# Word2Vec (PyTorch Guide)

Word2Vec is a set of techniques for representing words as numerical vectors.  
These vectors are positioned in a high-dimensional space so that **similar words are close together**.  
These vectors are called **word embeddings**.

For example:  
- Words like *"king"* and *"queen"* will have vectors near each other.  
- A word like *"book"* will be positioned farther away.  
- Even simple vector arithmetic works, e.g., **king − man + woman ≈ queen**.  

This representation allows machine learning models to capture **semantic relationships** between words.

## Setup

### Step 1: Familiarize with training data.

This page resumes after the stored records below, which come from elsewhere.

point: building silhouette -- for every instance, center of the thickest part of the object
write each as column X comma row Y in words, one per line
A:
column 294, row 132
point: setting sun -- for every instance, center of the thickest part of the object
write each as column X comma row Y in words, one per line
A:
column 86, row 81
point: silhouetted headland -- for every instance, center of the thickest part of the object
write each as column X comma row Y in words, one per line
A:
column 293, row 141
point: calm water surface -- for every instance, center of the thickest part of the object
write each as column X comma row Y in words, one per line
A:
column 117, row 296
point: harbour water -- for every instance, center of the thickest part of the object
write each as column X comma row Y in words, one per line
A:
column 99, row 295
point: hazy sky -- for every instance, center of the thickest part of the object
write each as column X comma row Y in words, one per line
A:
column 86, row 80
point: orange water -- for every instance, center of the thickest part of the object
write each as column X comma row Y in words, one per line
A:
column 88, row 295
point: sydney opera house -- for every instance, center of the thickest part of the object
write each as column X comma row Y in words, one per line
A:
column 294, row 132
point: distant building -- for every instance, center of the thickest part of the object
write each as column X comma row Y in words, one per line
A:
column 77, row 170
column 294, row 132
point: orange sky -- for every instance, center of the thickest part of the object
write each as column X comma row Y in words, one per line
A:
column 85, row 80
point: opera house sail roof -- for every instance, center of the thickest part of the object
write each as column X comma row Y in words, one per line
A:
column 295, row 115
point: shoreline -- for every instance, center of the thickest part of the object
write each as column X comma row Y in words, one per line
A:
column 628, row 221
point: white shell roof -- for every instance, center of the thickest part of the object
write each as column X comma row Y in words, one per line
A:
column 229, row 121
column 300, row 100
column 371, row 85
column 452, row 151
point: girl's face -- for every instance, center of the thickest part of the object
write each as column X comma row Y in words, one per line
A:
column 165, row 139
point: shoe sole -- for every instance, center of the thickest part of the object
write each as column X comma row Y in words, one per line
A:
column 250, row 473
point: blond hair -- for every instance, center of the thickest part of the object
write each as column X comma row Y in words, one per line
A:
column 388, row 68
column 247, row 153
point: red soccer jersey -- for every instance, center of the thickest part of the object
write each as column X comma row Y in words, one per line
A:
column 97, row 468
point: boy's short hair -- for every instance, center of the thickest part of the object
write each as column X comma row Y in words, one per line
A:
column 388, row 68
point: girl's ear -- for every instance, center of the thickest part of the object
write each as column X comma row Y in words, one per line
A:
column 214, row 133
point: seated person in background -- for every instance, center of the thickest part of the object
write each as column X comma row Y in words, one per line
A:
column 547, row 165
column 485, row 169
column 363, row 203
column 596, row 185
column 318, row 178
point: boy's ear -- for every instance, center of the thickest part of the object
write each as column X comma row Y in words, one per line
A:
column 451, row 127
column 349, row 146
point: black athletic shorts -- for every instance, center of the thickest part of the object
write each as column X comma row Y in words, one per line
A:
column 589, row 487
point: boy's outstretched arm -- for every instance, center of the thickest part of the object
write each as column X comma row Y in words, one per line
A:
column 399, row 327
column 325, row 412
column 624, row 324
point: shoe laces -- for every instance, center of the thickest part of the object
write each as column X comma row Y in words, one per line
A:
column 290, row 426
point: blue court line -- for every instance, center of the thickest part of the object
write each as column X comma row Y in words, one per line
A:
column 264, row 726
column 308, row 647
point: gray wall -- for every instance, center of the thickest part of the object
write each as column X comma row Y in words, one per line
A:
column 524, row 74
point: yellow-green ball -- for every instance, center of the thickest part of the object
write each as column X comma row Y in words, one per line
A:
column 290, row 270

In this notebook, we use 100 sentences i scraped from redit about ML. 

In [11]:
import pandas as pd

df = pd.read_csv("../../datasets/ML_Sentences.csv")

print(df.head())

                                            sentence
0                 Make computer understand patterns.
1                      It's glorified curve fitting.
2  Algorithms that make predictions based on prev...
3  Machine Learning is using data to answer quest...
4  Iterative problem solving using computers for ...


### Step 2: Build the vocabulary. 

In [33]:
# load a simple tokenizer
from torchtext.data.utils import get_tokenizer
tokenizer = get_tokenizer("basic_english")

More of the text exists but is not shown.